Grundsätzlich betonte Obama aber, die Spähprogramme seien unerlässlich im Anti-Terror-Kampf und dürften nicht aufgegeben werden. Sie hätten Anschläge und Tote auch im Ausland verhindert. Wörtlich sagte Obama: "Wir können unsere Geheimdienste nicht einseitig entwaffnen."

Zudem solle die NSA die gesammelten Meta-Daten - darunter die Rufnummern und die Dauer der Telefongespräche - künftig nicht mehr selbst speichern.

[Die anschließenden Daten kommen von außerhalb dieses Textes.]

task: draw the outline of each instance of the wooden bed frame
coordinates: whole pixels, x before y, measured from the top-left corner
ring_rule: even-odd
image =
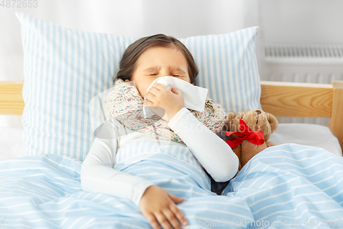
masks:
[[[0,115],[21,116],[24,81],[0,81]],[[261,81],[262,109],[276,117],[327,117],[343,149],[343,81],[329,84]]]

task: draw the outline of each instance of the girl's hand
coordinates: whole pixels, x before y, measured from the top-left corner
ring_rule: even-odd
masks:
[[[139,208],[154,229],[160,229],[157,221],[165,229],[181,229],[178,219],[183,225],[187,225],[187,221],[175,204],[184,200],[183,197],[178,197],[163,188],[152,185],[145,189],[139,202]]]
[[[148,107],[163,108],[168,122],[185,107],[185,100],[180,90],[175,88],[169,90],[159,83],[155,83],[145,94],[144,102]]]

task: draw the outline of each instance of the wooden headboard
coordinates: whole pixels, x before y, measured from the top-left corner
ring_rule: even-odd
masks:
[[[0,115],[23,113],[23,81],[0,81]],[[343,149],[343,81],[329,84],[261,81],[262,109],[276,117],[326,117]]]

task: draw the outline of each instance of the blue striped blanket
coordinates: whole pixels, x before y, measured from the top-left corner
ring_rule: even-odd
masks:
[[[324,149],[270,147],[217,195],[187,148],[139,144],[121,147],[115,168],[184,197],[183,228],[343,228],[343,158]],[[0,160],[0,228],[151,228],[132,202],[83,191],[81,165],[52,154]]]

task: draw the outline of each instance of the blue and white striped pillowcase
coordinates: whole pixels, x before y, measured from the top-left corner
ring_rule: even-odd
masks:
[[[258,27],[226,34],[180,39],[199,68],[197,85],[228,112],[261,109],[261,87],[255,53]]]
[[[121,54],[135,39],[16,15],[24,50],[23,153],[83,161],[94,139],[88,102],[112,87]]]
[[[24,155],[54,153],[83,161],[94,139],[88,102],[113,87],[110,78],[121,55],[137,39],[68,29],[23,12],[16,15],[22,26],[24,49]],[[198,65],[198,85],[209,88],[214,102],[227,111],[260,107],[253,43],[257,32],[257,28],[251,28],[180,39]],[[239,36],[243,35],[244,39]],[[237,50],[229,52],[230,58],[228,53],[218,51],[230,51],[228,45]],[[237,61],[241,63],[240,67],[232,64],[241,57]],[[233,79],[228,70],[231,68],[237,73]]]

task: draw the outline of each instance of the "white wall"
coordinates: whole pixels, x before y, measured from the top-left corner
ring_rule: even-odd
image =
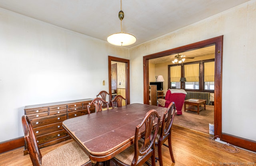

Er gibt der Geheimdienstgemeinschaft bis Ende März Zeit, um Vorschläge für alternative Speicherorte zu machen.

Obama will zudem das Ausspähen von Ausländern einschränken. Es solle künftig keine wahllose Überwachung mehr geben, die für weltweite Empörung gesorgt hatte. Die Dienste sollten Ausländer nur im Zuge des Anti-Terror-Kampfes überwachen oder wenn die nationale Sicherheit gefährdet sei. Der Schutz von Ausländern solle dem von Amerikanern angepasst werden.